If you try out a club and it doesn’t work out—either because you don’t mesh with the personalities or they just don’t seem interested in helping new runners—don’t give up. Try another club. Most suburban and urban areas have a plethora of clubs to investigate. If you live in a rural area, without many people, you may not be able to find another club, in which case you may have to settle for an online running club. It may not be as nice as meeting up with your running buddies for a Saturday long run, but an online club can still prove you with the same support.
Get the Proper Gear
Running doesn’t take a lot of gear, but make sure you at least have a good pair of running shoes. Go to your local running store and have them fit you for the right shoes. Running shoes are more complicated than just the right size. A trained running store employee can look at your gait and determine what kind of shoe will best support you as you run. You may spend a few more dollars to buy local than if you buy online, but you’ll be happier with the results. And you’ll be supporting a local business.

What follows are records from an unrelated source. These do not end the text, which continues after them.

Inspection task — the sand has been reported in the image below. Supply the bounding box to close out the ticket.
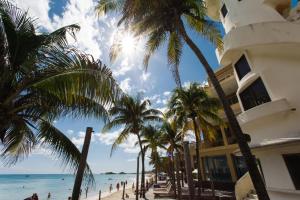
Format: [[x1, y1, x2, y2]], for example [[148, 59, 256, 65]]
[[86, 188, 135, 200]]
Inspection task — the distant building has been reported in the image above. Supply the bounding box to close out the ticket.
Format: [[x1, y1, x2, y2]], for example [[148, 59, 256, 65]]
[[196, 1, 300, 200]]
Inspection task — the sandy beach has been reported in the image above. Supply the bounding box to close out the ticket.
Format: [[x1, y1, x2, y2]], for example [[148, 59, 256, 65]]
[[86, 188, 135, 200]]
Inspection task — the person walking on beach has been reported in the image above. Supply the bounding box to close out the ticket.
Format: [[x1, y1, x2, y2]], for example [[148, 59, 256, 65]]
[[125, 180, 127, 185], [132, 183, 134, 191], [109, 184, 113, 193], [85, 187, 88, 198], [47, 192, 51, 199], [116, 182, 120, 191]]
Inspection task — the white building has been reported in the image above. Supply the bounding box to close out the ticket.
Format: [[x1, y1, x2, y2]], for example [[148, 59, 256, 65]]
[[205, 0, 300, 200]]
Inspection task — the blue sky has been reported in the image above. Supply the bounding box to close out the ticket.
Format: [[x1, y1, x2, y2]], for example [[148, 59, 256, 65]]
[[1, 0, 298, 174]]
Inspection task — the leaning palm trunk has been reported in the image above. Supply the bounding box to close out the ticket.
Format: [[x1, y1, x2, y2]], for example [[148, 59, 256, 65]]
[[192, 117, 202, 197], [177, 18, 270, 200]]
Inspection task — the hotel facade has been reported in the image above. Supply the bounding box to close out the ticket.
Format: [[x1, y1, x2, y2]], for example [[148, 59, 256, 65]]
[[190, 1, 300, 200]]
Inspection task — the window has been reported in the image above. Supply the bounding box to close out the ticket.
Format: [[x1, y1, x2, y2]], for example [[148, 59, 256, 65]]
[[221, 4, 228, 18], [239, 78, 271, 110], [283, 154, 300, 190], [227, 93, 239, 105], [204, 155, 231, 182], [234, 55, 251, 80], [233, 155, 248, 179]]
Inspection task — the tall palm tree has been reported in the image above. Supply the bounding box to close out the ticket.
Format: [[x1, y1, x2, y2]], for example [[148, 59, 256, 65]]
[[96, 1, 270, 199], [140, 125, 164, 184], [168, 83, 222, 196], [103, 95, 162, 197], [0, 0, 120, 185], [160, 118, 183, 198]]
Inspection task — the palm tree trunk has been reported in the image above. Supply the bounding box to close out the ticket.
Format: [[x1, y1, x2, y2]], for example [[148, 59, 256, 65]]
[[175, 152, 182, 200], [169, 151, 177, 198], [136, 134, 145, 198], [192, 117, 202, 197], [177, 18, 270, 200], [72, 127, 93, 200], [141, 148, 145, 198], [136, 155, 140, 200], [155, 166, 158, 184], [183, 141, 195, 200]]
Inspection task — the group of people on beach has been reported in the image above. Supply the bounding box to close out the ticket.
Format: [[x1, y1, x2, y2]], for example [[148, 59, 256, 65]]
[[24, 193, 39, 200], [109, 180, 128, 192]]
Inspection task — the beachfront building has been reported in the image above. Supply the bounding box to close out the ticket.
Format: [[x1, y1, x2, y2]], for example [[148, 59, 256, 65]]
[[203, 0, 300, 200], [189, 65, 248, 184]]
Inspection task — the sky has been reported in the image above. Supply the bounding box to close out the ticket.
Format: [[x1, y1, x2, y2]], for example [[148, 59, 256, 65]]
[[1, 0, 298, 174]]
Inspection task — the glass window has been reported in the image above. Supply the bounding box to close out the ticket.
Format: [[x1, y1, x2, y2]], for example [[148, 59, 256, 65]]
[[239, 78, 271, 111], [233, 155, 248, 179], [227, 93, 239, 105], [204, 155, 231, 182], [234, 55, 251, 80], [221, 4, 228, 18], [283, 154, 300, 190]]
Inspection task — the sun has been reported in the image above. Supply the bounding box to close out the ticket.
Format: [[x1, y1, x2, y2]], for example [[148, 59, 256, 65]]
[[121, 33, 137, 56]]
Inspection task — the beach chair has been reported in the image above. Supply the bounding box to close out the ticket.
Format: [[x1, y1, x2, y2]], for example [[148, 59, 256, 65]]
[[153, 183, 174, 198], [153, 181, 171, 191]]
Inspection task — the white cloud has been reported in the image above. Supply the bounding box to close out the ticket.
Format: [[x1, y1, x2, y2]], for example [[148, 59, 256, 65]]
[[183, 81, 191, 88], [127, 158, 136, 162], [119, 78, 132, 93], [71, 131, 95, 148], [162, 99, 168, 105], [12, 0, 52, 28], [95, 128, 140, 154], [13, 0, 118, 60], [141, 71, 151, 81], [113, 58, 134, 77], [67, 129, 74, 135], [163, 91, 171, 96]]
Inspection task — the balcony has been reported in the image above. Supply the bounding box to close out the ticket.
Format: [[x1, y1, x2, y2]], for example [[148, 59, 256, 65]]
[[217, 21, 300, 65], [237, 98, 291, 125], [208, 65, 238, 97]]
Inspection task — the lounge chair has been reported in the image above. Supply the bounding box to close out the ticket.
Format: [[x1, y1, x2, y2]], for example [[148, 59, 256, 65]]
[[153, 183, 174, 198]]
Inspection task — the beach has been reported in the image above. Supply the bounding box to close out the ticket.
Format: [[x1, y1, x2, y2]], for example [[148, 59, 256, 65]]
[[87, 187, 134, 200]]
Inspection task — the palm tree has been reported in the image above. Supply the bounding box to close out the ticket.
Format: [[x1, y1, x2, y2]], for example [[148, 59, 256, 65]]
[[103, 95, 162, 197], [168, 83, 222, 196], [160, 118, 183, 198], [96, 1, 270, 199], [0, 0, 120, 185], [140, 125, 164, 184]]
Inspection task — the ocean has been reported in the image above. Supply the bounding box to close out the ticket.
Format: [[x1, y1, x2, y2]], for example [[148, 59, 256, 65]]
[[0, 174, 136, 200]]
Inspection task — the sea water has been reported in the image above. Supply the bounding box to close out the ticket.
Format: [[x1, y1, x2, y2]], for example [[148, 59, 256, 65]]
[[0, 174, 136, 200]]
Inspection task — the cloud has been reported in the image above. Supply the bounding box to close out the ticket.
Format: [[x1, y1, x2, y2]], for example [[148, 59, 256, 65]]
[[127, 158, 136, 162], [141, 71, 151, 81], [71, 131, 96, 148], [113, 58, 134, 77], [163, 91, 171, 96], [119, 78, 132, 93], [95, 128, 140, 154], [13, 0, 118, 60], [183, 81, 191, 88], [67, 129, 74, 135]]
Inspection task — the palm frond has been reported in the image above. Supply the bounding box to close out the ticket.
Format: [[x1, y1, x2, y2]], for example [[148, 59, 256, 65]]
[[37, 120, 95, 187], [167, 31, 183, 86]]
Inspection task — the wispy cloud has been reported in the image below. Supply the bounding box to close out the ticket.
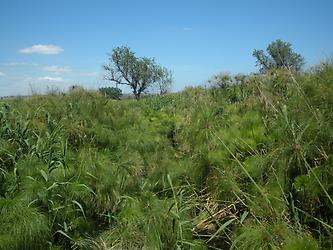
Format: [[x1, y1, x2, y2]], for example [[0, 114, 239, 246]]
[[19, 44, 64, 55], [182, 27, 193, 32], [38, 76, 64, 82], [43, 65, 72, 74], [3, 62, 40, 67], [3, 62, 29, 66], [0, 71, 5, 76], [78, 71, 98, 77]]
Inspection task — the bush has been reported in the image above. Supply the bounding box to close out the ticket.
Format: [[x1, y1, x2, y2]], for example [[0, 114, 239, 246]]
[[99, 86, 122, 99]]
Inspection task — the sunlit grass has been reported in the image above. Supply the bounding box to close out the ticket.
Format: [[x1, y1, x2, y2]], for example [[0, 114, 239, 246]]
[[0, 65, 332, 249]]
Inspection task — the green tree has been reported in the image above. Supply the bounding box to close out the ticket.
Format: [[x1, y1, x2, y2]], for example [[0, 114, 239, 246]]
[[103, 46, 172, 99], [99, 87, 122, 99], [208, 73, 233, 89], [155, 67, 173, 95], [253, 39, 304, 73]]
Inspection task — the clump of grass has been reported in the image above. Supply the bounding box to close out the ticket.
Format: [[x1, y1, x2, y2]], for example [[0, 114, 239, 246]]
[[231, 220, 318, 250], [0, 198, 50, 250]]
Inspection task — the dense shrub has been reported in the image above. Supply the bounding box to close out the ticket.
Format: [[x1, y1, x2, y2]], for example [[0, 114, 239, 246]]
[[99, 86, 122, 99], [0, 64, 332, 249]]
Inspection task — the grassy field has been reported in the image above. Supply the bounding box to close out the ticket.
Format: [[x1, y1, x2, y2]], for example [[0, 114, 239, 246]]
[[0, 64, 333, 249]]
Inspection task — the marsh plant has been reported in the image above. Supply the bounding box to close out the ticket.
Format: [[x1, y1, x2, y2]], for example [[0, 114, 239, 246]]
[[0, 63, 332, 249]]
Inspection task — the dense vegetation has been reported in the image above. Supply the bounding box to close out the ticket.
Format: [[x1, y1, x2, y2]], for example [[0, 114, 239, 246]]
[[98, 87, 122, 100], [0, 62, 333, 249], [253, 39, 304, 73]]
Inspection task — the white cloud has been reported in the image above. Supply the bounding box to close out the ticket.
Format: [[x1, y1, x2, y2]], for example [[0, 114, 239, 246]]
[[19, 44, 64, 55], [38, 76, 64, 82], [43, 65, 72, 74], [0, 71, 5, 76]]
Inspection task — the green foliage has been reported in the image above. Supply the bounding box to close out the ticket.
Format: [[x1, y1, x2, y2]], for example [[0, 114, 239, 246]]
[[283, 236, 319, 250], [1, 64, 333, 249], [231, 221, 318, 250], [98, 86, 122, 99], [103, 46, 172, 99], [253, 39, 304, 72], [0, 198, 50, 250]]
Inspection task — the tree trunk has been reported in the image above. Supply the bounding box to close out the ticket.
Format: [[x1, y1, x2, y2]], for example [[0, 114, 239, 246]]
[[133, 88, 140, 100]]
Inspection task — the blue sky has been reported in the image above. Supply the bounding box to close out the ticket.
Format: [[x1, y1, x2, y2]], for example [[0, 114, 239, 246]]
[[0, 0, 332, 96]]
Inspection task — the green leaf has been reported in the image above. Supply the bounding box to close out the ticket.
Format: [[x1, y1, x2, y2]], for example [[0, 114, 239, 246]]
[[40, 169, 48, 182], [56, 230, 72, 240], [72, 200, 86, 219], [208, 218, 236, 242], [240, 211, 249, 224]]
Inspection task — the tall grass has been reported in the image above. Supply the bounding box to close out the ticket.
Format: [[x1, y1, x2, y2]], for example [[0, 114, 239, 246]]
[[0, 64, 332, 249]]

While you’re getting your shoes, ask them about a pair of running shorts and some socks. You don’t need anything expensive, but your cutoff jeans and cotton socks won’t do it.
Don’t forget to warmup before you start running. If you go from 0 to 60 on cold muscles, you’ll risk a pulled muscle or worse. A few minutes of dynamic stretching followed by a few minutes of easy walking or jogging is all you need at this stage. Later on, if you get into harder workouts, you’ll want to do longer warmups, but for now, keep it simple.
Avoid static stretching though. At least until your muscles are warmed up. Current thinking is that static stretching cold muscles is more likely to cause injury than no stretching at all.
Don’t Forget to Rest
Your rest days should be sacred. That’s when your body repairs itself from all the damage you do when you workout. If you run three or four days a week, make sure the other days of the week don’t involve any heavy use of your legs. They need time to recover and build muscle.
Some experienced runners like to run every day. That’s not a good strategy for a beginner. Your body has to get used to running before you start putting it though that kind of strain. Even those who run every day have rest days. They rest by doing super easy runs compared to their other runs. Most also will take long breaks after each training cycle to give their bodies a chance to heal. Don’t let yourself be drawn into that type of running until you’re ready for it.
Increasing your speed or distance is not easy. It takes a long time to build from three miles to twenty-six. You should only be doing one long run per week, and you shouldn’t increase that run by more than a mile each week. The best strategy is to increase by a mile per week for a couple of weeks, then take a week off by dropping back a couple of miles before increasing again. It’s a form of rest, and your body will appreciate it.
Similar with speed, you shouldn’t go from a fifteen minute-per-mile pace to a ten minute-per-mile pace in one week. Go a little faster during your weekday runs, then slow down again for your long run. Then the next week you can try taking a few more seconds off your pace. Trying to go too fast too soon will likely result in injury, which will set you back, and possibly discourage you from continuing.
Running is a great past time, and popular among people of all ages and backgrounds. If you’re just getting started, ease into it and you’ll find it to be a rewarding activity. And remember, we were all beginners once. Don’t be afraid to ask for help if you need it.